Namun, hal itu menjadi angin segar bagi desa-desa perdikan. Dengan adanya sistem Tanam Paksa pada tahun 1830, para pemuka agama di desa perdikan memiliki tanah yang luas untuk ditanami, sejauh mereka dapat mempertahankan status perdikannya.
Masih berdasarkan catatan Laffan, pada tahun 1855, seorang pengamat Belanda melaporkan bahwa desa-desa perdikan termasuk yang paling baik, paling kaya, dan berpenduduk paling banyak di Jawa.
Hal ini didukung dengan adanya survei pada tahun 1822 yang menyebutkan bahwa wilayah perdikan memiliki akses ‘tak terbatas’ pada perkebunan kopi. Bahkan, seorang misionaris menyebutkan bahwa wilayah perdikan menjadikan Pulau Jawa terislamisasi secara berkelanjutan.
Senjakala perdikan pasca kemerdekaan
Pasca kemerdekaan, status desa perdikan dihapuskan melalui Ubdang-undang Nomor 13 Tahun 1946 Tentang Penghapusan Desa-Desa Perdikan. Undang-undang tersebut menimbang perlu adanya satu macam bentuk desa untuk menyusun masyarakat yang kokoh di Indonesia.

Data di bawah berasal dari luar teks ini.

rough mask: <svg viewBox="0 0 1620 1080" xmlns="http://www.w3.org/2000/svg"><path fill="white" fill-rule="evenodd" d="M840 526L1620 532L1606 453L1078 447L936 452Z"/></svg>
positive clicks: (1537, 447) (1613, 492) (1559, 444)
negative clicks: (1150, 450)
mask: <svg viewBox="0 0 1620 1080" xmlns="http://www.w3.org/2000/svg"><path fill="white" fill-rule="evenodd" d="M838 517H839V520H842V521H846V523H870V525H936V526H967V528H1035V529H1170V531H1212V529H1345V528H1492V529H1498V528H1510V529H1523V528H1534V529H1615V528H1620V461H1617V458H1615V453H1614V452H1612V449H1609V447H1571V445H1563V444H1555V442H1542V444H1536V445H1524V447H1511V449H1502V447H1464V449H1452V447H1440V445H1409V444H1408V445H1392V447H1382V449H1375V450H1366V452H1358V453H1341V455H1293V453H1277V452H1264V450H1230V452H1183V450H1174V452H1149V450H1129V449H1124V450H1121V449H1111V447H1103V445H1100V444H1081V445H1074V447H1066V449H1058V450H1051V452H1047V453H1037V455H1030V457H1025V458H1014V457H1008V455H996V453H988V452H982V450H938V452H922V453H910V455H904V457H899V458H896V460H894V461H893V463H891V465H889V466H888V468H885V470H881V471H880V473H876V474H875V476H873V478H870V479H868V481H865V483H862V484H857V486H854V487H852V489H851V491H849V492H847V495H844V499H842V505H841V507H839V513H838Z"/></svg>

Maka dari itu, semua desa berstatus perdikan dihapuskan status keistimewaannya (bebas pajak) dan menjadi desa seperti pada umumnya hari ini. Tanah perdikan masih dipertahankan dan lazim terdengar hingga kini sebagai istilah kultural bagi desa yang pernah mendapatkan status demikian, bukan status administratif desa yang memiliki hak-hak istimewa.